Director Jimmy Giannopoulos has clearly done his homework, flipping through genre hallmarks like a rolodex. From the corner store confrontation to the grand criminal conspiracy, we veer between worlds, lacking any kind of connective tissue. What should unite these disparate, largely urban narratives is a powerful sense of family and deep community ties, an intimate familiarity between characters that see each other nearly every day. That familiarity is completely lacking here, so the inherent weight it lends to the drama, the underlying tension of a community barely held together, is also lacking. It’s not surprising, then, that our central character, Gio, is also devoid of emotional stakes, having no community to either impact or be impacted by. The central drama tenuously rotates around whether he’ll stay a regular, nice New Yorker or become a mobster, but the question is never actually considered by Gio himself, who remains passive the entirety of the film. Fernandez’s performance reinforces this inertia, making his moment of greatest conviction a refusal of a piece of the titular cake – he is allergic to chocolate.

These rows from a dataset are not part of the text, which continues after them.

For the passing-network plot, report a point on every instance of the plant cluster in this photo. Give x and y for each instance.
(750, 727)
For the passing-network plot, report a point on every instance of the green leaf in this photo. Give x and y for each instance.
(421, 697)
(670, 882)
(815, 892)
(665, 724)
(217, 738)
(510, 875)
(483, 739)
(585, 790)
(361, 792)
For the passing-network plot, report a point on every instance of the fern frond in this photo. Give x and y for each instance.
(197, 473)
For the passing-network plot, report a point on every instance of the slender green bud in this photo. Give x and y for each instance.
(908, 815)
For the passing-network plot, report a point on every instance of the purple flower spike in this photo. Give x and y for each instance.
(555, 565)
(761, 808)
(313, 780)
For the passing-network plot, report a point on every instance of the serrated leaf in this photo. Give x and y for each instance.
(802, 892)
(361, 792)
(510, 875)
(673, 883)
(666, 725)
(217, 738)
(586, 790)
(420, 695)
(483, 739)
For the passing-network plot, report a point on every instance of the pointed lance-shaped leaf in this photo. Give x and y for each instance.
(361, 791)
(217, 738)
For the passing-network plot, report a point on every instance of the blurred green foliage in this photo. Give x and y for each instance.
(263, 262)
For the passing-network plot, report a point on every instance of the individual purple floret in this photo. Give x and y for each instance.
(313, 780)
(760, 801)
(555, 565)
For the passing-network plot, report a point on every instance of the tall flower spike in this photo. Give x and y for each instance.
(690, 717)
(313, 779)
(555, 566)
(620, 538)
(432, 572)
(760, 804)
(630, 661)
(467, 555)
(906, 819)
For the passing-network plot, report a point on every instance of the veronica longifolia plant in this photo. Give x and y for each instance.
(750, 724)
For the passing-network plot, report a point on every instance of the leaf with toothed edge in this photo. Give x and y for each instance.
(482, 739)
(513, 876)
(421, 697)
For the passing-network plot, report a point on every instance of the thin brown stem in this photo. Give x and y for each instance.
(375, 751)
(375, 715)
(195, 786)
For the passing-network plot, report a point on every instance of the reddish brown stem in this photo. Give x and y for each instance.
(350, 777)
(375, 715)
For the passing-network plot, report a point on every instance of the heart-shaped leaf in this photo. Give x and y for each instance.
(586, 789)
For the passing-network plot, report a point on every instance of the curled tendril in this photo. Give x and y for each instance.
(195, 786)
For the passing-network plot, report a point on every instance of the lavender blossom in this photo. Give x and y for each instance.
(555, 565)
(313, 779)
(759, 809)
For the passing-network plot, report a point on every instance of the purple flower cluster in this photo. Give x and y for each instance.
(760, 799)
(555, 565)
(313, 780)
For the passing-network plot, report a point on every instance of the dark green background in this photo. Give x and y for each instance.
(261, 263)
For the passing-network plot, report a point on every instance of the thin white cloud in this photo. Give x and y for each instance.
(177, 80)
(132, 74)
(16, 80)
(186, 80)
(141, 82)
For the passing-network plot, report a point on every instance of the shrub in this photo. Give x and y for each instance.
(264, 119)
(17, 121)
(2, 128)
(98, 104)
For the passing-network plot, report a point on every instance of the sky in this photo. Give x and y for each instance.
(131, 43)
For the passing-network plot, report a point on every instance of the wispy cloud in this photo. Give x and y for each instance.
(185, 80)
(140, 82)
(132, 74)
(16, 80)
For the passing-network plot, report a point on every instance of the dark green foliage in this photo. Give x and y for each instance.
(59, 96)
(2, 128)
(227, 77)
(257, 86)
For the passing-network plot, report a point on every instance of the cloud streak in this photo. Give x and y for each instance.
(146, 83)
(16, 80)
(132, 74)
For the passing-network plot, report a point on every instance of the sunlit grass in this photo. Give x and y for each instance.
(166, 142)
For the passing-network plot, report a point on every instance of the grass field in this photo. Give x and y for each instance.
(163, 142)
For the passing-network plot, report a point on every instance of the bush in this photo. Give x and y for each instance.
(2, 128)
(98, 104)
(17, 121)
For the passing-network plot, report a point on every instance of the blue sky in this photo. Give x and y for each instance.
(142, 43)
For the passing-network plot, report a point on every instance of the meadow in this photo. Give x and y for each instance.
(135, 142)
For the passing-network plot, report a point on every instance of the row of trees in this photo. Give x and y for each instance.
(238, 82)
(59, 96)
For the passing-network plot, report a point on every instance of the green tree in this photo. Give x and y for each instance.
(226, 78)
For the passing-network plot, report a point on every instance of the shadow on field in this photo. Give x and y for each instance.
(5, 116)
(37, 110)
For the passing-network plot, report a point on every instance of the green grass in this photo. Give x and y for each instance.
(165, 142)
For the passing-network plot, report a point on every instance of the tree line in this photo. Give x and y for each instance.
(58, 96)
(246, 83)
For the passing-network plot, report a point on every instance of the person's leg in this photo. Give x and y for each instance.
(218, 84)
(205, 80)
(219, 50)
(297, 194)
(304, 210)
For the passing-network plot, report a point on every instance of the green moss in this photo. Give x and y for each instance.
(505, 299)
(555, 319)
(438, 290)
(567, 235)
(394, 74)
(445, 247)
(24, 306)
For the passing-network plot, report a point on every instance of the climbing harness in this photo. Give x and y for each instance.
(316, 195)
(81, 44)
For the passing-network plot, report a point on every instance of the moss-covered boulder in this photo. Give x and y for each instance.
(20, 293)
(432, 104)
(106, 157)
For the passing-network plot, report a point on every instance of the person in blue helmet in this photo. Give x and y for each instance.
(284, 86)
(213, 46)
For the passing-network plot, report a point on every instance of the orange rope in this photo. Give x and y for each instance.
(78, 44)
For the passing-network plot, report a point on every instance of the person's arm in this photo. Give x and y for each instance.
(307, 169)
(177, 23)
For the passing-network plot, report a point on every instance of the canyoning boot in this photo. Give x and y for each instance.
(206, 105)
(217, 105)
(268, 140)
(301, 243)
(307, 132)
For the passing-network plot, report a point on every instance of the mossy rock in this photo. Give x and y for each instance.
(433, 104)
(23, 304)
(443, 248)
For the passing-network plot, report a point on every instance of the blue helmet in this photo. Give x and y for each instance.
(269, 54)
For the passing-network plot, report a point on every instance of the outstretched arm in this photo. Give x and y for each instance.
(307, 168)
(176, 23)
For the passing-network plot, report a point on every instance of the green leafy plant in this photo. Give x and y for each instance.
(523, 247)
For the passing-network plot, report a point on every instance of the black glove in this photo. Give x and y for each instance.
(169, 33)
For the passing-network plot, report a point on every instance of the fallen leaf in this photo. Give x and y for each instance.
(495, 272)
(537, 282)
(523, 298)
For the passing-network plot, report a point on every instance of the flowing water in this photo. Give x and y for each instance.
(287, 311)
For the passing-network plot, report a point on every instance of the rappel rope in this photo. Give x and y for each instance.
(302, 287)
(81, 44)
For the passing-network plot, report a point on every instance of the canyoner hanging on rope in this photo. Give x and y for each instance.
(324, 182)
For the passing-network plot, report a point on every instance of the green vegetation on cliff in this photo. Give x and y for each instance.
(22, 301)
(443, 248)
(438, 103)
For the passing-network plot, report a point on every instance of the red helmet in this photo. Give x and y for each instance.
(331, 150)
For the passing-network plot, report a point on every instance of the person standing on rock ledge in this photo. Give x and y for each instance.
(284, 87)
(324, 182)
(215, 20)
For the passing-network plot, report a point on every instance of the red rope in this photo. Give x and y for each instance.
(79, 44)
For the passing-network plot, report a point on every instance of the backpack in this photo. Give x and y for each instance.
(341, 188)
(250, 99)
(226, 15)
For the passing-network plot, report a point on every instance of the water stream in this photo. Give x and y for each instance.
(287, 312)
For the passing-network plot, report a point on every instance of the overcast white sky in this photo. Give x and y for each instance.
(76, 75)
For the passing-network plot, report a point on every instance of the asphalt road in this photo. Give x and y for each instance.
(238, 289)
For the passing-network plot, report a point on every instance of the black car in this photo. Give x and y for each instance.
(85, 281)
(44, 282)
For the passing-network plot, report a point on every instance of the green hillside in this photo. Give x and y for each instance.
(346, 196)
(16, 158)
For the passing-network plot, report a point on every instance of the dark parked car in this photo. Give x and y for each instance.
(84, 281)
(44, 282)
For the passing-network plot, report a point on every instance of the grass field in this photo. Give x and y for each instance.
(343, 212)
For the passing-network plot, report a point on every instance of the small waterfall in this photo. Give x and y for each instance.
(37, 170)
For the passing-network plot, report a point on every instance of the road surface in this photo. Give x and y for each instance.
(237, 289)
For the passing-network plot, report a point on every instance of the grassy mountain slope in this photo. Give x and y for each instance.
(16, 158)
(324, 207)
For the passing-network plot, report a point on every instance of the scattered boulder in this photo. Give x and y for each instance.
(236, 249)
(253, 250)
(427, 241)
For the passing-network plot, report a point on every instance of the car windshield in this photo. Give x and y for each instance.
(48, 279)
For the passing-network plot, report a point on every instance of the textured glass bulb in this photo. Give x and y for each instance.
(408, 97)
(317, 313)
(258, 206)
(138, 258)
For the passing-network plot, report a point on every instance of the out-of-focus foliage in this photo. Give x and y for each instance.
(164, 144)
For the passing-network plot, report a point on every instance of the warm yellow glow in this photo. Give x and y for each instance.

The most egregious element of Giannopoulos’ rolodex method of filmmaking is his cast of great character actors, all thrown aside in bit parts, filmed in close-up regardless of their function in the film, as if the camera knows they’re big. Lorraine Bracco is underutilized as Gio’s long-suffering mother, Luiz Guzman practically trashcanned as an unflappable cabbie, Paul Sorvino kept to a chair and a single, bad line. Vincent Pastore, best known for playing Pussy in The Sopranos, here adopts a consigliere role, and steals every scene he’s in. Val Kilmer, speaking through a valve, allows a quiet menace but his most impactful scenes as written are shared with Fernandez, who gives him nothing. All of them are hamstrung by a speechified script, another little bit of genre check-marking. Ewan McGregor is the most bizarre bit of casting, as Father Kelly, a local priest who takes an active interest in Gio – that is, for the two scenes in which he is present. He also supplies voiceover narration, as if to clarify, but which is only pointlessly confusing, defeating its own purpose.
According to McGregor, this is the story of how Gio becomes a man. If so, this story should achieve a kind of synthesis between the genres Giannopoulos takes as scripture, reflecting a change in the character, both film and protagonist becoming a whole from disparate, competing parts. Instead, lacking a strong agent to carry us through his world, we ping pong between derivative set-ups portrayed capably, but utterly lacking insight and emotional heft. Each of these scenes drags down the momentum of the film, caught with a character we won’t think of again or a moment when we only think of other films. Lurching to the next scene, the film struggles to catch up with itself but never actually does. As it finishes with a series of non-sequitur revelations that thoroughly rob the film’s Brooklyn of what little humanity it has left, each character plays out their confused parts in mechanical obedience to other movies, other scripts, other ideas. The sad part is they have no choice – they have no ideas here to follow.